Eastern Zinc is a Canadian junior mining and exploration company operating out of Vancouver, British Columbia. Eastern Zinc is engaged in the business of acquiring, exploring and developing natural resource properties with a focus on zinc properties/projects.
Eastern Zinc is listed on the Canadian Securities Exchange (“CSE”) and its common shares trade under the ticker symbol “EZNC.” Additional information relating to Eastern Zinc is available on SEDAR at www.sedar.com as well as on the CSE at www.theCSE.com.
Neither the Canadian Securities Exchange nor its Market Regulator (as that term is defined in the policies of the Canadian Securities Exchange) accepts responsibility for the adequacy or accuracy of this release.

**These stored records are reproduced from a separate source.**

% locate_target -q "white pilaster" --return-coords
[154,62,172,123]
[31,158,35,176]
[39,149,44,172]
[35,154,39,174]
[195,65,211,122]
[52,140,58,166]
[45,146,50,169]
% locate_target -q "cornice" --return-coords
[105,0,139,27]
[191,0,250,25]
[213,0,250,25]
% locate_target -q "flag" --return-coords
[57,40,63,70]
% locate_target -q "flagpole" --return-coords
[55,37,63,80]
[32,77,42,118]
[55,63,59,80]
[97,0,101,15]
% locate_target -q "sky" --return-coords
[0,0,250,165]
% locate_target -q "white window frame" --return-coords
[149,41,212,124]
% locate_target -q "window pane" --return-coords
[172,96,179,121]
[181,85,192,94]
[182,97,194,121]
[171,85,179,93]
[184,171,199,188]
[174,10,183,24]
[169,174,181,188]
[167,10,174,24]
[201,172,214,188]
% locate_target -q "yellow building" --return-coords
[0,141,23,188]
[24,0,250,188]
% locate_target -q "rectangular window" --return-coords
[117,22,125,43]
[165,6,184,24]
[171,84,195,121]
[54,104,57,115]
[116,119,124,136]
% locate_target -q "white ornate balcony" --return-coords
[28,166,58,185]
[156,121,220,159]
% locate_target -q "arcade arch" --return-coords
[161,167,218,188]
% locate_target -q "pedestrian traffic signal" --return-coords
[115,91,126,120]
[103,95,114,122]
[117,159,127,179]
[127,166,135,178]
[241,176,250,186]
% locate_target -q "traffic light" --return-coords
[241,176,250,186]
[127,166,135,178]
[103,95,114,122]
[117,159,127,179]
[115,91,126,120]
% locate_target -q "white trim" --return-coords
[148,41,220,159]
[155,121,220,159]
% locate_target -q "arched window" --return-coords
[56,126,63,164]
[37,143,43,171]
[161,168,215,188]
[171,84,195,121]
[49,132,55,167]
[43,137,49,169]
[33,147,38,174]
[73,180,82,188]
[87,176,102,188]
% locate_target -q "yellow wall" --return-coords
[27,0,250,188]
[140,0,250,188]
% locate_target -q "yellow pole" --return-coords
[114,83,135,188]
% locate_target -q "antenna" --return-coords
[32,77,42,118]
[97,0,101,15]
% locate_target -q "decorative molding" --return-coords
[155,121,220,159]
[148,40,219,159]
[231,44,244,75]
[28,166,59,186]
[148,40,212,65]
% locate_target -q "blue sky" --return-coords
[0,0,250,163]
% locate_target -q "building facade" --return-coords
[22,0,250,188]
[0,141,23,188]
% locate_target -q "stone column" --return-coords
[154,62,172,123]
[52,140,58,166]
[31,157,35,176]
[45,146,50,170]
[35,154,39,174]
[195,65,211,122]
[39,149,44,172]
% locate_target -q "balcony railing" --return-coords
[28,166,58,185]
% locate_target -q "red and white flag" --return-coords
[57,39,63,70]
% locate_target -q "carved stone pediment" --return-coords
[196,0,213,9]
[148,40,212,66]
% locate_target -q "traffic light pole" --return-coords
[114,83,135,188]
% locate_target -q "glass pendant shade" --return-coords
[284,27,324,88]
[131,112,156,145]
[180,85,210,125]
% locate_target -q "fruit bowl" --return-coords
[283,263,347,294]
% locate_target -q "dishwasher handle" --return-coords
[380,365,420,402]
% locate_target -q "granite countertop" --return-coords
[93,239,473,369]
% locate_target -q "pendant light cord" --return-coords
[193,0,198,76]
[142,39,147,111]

Cautionary Statement Regarding Forward-Looking Information
This press release may include “forward-looking information” (as that term is defined by Canadian securities legislation). Forward-looking information is based on certain expectations and assumptions made by Eastern Zinc, including future plans for the exploration and development of mineral properties. Although Eastern Zinc believes that such expectations and assumptions are reasonable, investors should not rely unduly on such forward-looking information as the company cannot give any assurance that they will prove to be correct. Forward-looking statements in this press release are made as of the date of this press release. Eastern Zinc disclaims any intent or obligation to publicly update any forward-looking information (whether as a result of new information, future events or results, or otherwise) other than as required by applicable securities laws.